Amor soteriológico, amor salvífico, donde el ser amado debe siempre hacer las veces de socorrista. Tácita admisión de impotencia, de menesterosidad y minusvalidez espirituales. Y de incompletud -que es lo que sugiere la metáfora de “la media naranja”-. Comprendo que dos seres que se aman puedan complementarse, pero no completarse. No, a menos de que adscribamos a la alegoría “del andrógino”, expuesta por Aristófanes en El banquete, de Platón, ustedes saben: los seres que alguna vez tuvieron dos cabezas, cuatro extremidades, y dos sexos, esos que, partidos por la mitad por los dioses, recorren el mundo en busca de su perdido hemisferio, y solo son felices cuando por fin lo encuentran: ¡la unidad restablecida!

La verdad es que nadie ni nada habrá de salvarme si no es ese ser que me mira todas las mañanas desde el fondo del espejo. La idealización, o mejor aun, la sacralización del amor erótico -moderno sucedáneo del dios fusilado por Nietzsche- no es otra cosa que una transferencia axiológica, la adecuación de la doctrina teológica de Jansenius a la esfera del amor “romántico”, del eros. En otras palabras, toda nuestra posibilidad de felicidad pende del gesto salvador de un ser amado que debemos aguardar deshojando, pétalo por pétalo, la pálida margarita de la esperanza.

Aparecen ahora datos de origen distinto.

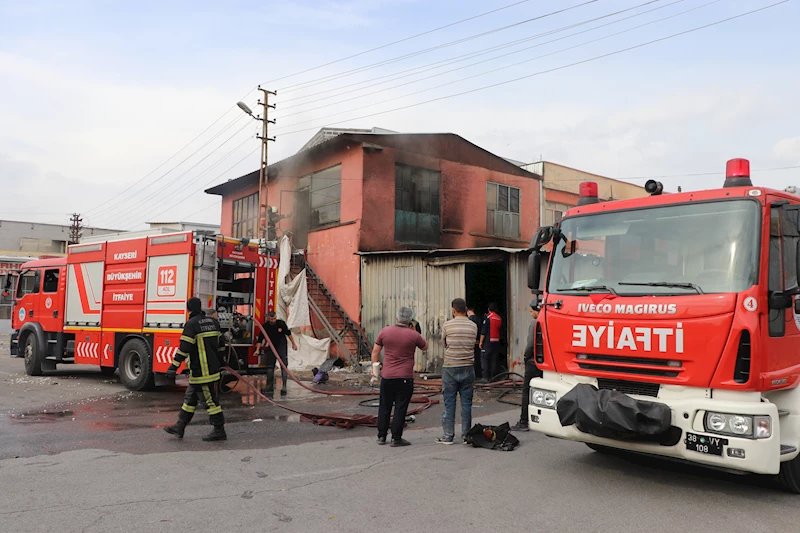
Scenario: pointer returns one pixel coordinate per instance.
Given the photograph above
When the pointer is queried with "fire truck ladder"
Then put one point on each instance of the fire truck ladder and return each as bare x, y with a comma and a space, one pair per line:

Asumamos por un momento que el topos de la alimaña transfigurada en príncipe azul tuviese en efecto algún fundamento real: ¿a cuántos sapos viscosos y purulentos habría que besar antes de encontrar -y de ello nadie nos da garantía- al hombre o la mujer “de nuestros sueños”? ¿Están ustedes, queridos lectores, dispuestos a pasarse el resto de sus vidas besando batracios? Si tal es su proyecto, tomen las precauciones del caso, no vayan ustedes a emponzoñarse con las tóxicas sustancias que los bichos en cuestión suelen excretar tan pronto se sienten amenazados.

Pero esta es la concepción del amor que vende en el gran mercado de las emociones: romance, affaire, flechazo, enamoramiento, coup de foudre, pasión, en otras palabras, la masiva secreción hormonal que nos enajena -en el sentido estricto de la palabra, esto es, que nos torna ajenos a nosotros mismos-. El otro, el amor - solidaridad, el amor - dación, el amor - sacrificio, el amor - cáritas, carece de glamour y de poder de intoxicación: no es embriaguez sino conciencia, y la conciencia puede ser incómoda y dolorosa. El amor concupiscentiae ha desplazado completamente de nuestras almas al amor de benevolentiae (Pascal: Les Pensées).

Por lo que a mí atañe, no pienso esperar ni ir en pos de nada que no dormite desde siempre en el fondo de mi ser. Si no está ahí, no está en ningún lado.